Former supermodel wins 53m pounds in divorce from Saudi billionaire

July 9, 2016

London, Jul 9: A British court has awarded a 53 million pounds( USD 69 million) divorce settlement to a former model who had demanded 196 million pounds from her Saudi billionaire husband -- including 1 million pounds a year just for clothes.

modelLawyers for US national Christina Estrada, 54, said the total settlement amounted to 75 million pounds, including the value of her existing assets.

She had asked for 196 million pounds from 61-year-old husband Sheikh Walid Juffali but thanked the court after the ruling.

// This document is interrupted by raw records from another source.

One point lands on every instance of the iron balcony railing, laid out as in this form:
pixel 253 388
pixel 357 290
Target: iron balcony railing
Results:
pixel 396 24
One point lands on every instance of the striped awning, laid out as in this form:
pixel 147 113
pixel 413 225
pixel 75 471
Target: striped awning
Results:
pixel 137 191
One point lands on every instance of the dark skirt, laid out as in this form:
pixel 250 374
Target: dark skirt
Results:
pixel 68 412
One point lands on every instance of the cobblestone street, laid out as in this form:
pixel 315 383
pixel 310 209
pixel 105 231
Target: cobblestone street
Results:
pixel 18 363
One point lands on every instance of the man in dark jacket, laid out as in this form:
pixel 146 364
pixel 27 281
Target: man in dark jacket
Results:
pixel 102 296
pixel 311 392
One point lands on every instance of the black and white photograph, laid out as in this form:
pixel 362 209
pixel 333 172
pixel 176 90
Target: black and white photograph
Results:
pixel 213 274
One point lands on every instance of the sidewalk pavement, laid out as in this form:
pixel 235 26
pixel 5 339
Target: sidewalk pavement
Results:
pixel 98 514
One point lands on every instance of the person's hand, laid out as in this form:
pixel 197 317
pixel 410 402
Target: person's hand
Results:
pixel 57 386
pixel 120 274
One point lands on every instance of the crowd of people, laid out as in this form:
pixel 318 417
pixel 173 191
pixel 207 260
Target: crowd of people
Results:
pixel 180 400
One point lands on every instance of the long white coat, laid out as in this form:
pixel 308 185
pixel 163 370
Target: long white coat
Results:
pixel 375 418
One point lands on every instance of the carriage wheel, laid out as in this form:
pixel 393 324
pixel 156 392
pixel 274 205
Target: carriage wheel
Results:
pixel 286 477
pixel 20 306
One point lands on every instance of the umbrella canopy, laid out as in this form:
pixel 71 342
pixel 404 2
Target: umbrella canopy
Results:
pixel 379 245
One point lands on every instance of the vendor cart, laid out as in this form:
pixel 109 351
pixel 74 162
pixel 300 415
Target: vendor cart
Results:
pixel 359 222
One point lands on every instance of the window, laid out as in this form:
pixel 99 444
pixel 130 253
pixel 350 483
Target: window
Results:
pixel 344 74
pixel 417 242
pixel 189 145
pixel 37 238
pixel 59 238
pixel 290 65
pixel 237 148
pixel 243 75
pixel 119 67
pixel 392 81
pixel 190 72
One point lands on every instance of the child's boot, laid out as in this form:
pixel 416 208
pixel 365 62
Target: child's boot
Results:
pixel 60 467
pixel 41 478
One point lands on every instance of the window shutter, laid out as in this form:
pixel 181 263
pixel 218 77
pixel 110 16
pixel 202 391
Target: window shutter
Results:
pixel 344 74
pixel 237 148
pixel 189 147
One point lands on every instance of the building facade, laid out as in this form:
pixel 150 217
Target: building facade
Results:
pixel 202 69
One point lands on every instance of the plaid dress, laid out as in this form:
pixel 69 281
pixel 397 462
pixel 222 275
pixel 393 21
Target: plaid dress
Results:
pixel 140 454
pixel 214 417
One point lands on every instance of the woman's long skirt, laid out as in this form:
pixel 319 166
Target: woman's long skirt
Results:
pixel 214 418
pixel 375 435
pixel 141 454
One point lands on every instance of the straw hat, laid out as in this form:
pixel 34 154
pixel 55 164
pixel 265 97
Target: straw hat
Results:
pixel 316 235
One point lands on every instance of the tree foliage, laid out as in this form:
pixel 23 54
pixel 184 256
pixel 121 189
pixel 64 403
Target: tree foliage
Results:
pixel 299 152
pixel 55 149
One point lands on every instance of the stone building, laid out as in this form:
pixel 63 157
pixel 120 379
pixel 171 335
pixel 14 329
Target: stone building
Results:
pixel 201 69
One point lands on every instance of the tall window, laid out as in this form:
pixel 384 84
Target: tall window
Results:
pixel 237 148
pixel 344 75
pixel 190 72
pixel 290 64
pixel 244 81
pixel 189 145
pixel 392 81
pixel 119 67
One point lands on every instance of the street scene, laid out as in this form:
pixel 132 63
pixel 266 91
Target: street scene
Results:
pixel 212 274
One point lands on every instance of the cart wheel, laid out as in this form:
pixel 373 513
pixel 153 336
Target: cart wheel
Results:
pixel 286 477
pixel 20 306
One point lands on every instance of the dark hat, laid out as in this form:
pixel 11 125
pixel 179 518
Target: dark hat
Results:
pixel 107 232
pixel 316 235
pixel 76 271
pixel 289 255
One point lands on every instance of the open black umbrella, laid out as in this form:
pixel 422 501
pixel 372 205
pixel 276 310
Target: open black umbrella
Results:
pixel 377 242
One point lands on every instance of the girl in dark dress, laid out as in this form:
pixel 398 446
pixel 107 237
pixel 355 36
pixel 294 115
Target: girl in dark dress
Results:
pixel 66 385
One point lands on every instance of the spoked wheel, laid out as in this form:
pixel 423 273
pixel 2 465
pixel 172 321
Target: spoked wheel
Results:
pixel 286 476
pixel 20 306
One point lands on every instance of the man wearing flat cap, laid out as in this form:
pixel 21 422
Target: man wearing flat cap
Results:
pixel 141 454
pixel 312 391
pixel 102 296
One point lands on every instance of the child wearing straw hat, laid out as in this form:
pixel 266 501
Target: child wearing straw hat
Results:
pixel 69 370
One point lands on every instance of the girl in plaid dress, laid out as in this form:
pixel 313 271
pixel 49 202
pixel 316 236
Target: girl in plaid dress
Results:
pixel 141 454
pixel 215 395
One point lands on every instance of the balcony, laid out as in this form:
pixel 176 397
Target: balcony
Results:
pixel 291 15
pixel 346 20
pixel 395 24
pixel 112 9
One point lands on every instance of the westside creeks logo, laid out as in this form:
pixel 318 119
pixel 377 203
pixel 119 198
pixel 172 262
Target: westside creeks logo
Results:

"I am fully aware that the spectacular life Walid and I led was immensely fortunate and rarefied. And I fully understand how this can be perceived in the wider world," she said in a statement.

In hearings during which she was cross-examined on her material needs she told the court: "I was a top international model. I have lived this life. This is what I am accustomed to".

She said she needed 60 million pounds for a home in London, 4.4 million pounds for a country house in Henley-on-Thames as well as 495,000 poumds for five cars.

Her clothing budget included an annual 40,000 pounds for fur coats, 109,000 pounds for haute couture dresses and 21,000 pounds for shoes.

Juffali is terminally ill with cancer and undergoing treatment in Switzerland. He divorced Estrada under Islamic law without her knowledge and married a 25-year-old Lebanese model in 2012.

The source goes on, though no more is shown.